Principles used in the sandbox CSS
Section titled “Principles used in the sandbox CSS”- Scope styles to the sandbox root so docs chrome and markdown styles do not leak into drag presentation.
- Style
data-dnd-overlayanddata-dnd-placeholderas variations of the real item, not as unrelated widgets. - Keep placeholders sized like real items, otherwise lists and trees visibly jump during reorder.
- Treat empty containers as first-class drop targets, with their own visual state instead of a collapsed placeholder.
- Prefer hiding non-essential subparts in drag presentation, such as row actions or nested tree children, when they make the overlay harder to read.

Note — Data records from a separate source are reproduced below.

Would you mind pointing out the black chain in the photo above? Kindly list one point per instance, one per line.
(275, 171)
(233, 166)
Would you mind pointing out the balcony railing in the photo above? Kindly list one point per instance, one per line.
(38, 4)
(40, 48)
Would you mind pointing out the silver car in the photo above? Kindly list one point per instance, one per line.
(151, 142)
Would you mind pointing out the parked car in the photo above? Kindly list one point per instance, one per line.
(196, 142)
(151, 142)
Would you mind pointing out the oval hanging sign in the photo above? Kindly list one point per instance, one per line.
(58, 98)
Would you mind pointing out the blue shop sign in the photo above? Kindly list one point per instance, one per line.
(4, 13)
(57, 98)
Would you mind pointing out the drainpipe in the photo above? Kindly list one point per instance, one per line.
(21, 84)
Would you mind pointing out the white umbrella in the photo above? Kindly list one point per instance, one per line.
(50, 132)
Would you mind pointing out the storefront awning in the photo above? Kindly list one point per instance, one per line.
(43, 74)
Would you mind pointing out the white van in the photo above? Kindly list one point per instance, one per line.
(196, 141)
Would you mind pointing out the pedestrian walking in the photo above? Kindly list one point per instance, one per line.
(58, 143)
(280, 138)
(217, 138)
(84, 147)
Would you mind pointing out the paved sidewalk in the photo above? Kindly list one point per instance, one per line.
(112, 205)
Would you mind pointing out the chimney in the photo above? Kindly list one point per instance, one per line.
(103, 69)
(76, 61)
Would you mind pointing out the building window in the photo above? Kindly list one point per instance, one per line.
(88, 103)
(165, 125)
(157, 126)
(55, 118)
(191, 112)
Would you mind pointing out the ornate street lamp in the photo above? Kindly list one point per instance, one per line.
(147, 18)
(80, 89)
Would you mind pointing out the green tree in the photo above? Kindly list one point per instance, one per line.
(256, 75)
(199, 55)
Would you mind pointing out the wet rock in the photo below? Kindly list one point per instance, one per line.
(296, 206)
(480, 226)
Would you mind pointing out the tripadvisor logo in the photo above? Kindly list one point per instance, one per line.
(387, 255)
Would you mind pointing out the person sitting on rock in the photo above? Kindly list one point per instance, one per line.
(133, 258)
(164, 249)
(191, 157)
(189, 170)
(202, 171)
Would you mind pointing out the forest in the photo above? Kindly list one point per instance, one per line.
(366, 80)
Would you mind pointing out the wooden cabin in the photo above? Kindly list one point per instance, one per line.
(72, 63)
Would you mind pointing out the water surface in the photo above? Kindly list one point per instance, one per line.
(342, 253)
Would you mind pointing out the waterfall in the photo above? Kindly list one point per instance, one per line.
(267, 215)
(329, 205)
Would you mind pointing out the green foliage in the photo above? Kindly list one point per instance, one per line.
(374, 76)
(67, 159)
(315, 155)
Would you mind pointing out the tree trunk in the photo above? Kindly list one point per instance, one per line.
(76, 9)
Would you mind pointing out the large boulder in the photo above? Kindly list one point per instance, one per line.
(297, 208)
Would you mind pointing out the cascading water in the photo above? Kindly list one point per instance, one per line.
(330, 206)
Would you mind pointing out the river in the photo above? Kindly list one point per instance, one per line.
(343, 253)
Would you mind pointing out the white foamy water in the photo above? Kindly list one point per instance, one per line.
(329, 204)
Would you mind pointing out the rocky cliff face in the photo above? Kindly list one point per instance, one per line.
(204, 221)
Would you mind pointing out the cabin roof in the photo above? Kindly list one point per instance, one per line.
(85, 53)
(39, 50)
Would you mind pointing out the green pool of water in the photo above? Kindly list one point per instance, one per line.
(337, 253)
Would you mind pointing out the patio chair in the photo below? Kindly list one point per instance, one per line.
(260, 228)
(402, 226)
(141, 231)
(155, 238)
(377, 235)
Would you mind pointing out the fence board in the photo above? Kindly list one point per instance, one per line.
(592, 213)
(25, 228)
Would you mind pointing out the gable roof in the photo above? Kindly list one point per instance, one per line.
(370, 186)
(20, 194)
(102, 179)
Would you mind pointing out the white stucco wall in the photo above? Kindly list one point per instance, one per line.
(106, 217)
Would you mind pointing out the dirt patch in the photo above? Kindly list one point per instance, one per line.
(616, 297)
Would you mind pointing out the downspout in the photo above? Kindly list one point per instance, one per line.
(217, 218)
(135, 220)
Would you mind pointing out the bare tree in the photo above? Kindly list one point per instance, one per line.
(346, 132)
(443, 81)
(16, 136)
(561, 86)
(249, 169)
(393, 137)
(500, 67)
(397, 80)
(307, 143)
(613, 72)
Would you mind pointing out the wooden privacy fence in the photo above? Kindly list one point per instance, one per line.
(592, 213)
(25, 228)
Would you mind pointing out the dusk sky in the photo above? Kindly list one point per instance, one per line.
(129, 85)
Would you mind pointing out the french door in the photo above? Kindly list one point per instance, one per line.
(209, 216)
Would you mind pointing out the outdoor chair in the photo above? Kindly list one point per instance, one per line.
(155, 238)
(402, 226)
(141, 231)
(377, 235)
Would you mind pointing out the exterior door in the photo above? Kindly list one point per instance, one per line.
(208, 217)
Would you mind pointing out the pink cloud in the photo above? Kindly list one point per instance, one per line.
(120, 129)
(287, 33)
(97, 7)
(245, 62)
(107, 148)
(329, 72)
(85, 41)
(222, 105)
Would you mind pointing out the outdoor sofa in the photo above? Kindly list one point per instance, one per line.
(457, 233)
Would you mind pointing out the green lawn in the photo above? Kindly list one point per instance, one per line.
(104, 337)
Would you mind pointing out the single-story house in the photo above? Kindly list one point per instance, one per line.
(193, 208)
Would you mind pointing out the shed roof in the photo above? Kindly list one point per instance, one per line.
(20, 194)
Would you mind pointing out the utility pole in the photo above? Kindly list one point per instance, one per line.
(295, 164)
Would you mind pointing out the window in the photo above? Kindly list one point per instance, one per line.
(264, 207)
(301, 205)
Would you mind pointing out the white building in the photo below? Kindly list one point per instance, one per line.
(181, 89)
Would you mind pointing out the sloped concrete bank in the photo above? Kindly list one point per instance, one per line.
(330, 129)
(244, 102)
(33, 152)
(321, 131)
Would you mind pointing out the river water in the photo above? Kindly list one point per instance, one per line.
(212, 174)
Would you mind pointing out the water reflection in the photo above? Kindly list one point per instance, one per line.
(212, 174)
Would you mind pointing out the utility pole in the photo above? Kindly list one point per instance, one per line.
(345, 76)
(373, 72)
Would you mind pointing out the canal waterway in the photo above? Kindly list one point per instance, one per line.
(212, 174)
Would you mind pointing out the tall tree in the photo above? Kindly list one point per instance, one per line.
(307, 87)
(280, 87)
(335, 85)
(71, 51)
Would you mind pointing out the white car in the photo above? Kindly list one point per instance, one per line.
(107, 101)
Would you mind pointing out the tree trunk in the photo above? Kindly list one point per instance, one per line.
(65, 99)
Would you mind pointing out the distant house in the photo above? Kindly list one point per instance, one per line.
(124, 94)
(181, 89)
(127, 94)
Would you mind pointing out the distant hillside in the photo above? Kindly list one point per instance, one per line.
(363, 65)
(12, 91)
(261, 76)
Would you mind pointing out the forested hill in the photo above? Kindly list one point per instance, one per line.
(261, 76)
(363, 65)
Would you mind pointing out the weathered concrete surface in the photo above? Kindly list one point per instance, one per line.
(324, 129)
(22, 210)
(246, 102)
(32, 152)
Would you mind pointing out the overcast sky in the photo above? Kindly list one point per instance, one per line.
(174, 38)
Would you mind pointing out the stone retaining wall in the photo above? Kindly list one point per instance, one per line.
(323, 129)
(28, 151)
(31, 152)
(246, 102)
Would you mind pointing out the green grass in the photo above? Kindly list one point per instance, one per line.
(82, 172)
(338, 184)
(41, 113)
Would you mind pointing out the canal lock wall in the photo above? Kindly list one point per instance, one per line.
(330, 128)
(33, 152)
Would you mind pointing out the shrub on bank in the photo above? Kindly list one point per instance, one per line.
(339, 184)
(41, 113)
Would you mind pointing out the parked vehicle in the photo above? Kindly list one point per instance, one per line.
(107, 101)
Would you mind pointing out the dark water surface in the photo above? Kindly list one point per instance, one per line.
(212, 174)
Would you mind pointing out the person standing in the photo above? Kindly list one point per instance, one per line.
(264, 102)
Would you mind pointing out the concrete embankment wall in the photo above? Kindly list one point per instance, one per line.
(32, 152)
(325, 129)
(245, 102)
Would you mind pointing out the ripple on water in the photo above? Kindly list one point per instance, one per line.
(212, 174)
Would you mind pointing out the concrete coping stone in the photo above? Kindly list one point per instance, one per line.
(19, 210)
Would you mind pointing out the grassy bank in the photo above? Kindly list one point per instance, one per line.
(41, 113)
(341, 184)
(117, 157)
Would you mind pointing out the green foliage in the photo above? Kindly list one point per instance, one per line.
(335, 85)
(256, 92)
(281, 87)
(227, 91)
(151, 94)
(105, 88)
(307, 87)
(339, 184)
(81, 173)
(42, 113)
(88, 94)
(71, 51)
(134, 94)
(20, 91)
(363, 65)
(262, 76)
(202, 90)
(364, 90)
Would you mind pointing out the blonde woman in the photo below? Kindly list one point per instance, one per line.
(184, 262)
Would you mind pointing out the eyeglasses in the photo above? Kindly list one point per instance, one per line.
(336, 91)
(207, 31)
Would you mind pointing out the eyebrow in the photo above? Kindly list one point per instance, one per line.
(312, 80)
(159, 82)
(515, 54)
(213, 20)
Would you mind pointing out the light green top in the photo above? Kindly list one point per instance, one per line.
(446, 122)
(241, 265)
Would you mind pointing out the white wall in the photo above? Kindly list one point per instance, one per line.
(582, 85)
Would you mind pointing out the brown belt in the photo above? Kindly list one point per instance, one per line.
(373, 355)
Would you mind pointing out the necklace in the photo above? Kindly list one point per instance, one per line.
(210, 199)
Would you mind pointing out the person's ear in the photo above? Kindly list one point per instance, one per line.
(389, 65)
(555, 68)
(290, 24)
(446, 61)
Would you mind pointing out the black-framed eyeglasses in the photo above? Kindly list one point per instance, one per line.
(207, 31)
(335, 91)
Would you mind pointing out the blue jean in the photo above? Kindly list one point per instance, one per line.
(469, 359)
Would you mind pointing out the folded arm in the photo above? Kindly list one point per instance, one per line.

Why the table and tree need special treatment
Section titled “Why the table and tree need special treatment”Two examples need extra care even though they use the same DnD contract:
- table rows cannot be previewed like generic block elements, so the host presentation layer uses a table-row-specific adapter to preserve cell geometry;
- tree nodes must wrap the full node slot, not only the visible row, otherwise same-list reorder adds extra height and nested drops become unreliable.
These are presentation and structure concerns, not a different remote API.
What is reusable outside the demos
Section titled “What is reusable outside the demos”- The worker-side state pattern is reusable as-is: the worker owns the source of truth and applies drops.
- The built-in host drag presentation is reusable as-is: overlay, placeholder, and DOM markers come from the runtime.
- The CSS is intentionally example-specific. Reuse the principles and selectors, but expect the final styling to depend on whether you are building a board, a grid, or a tree.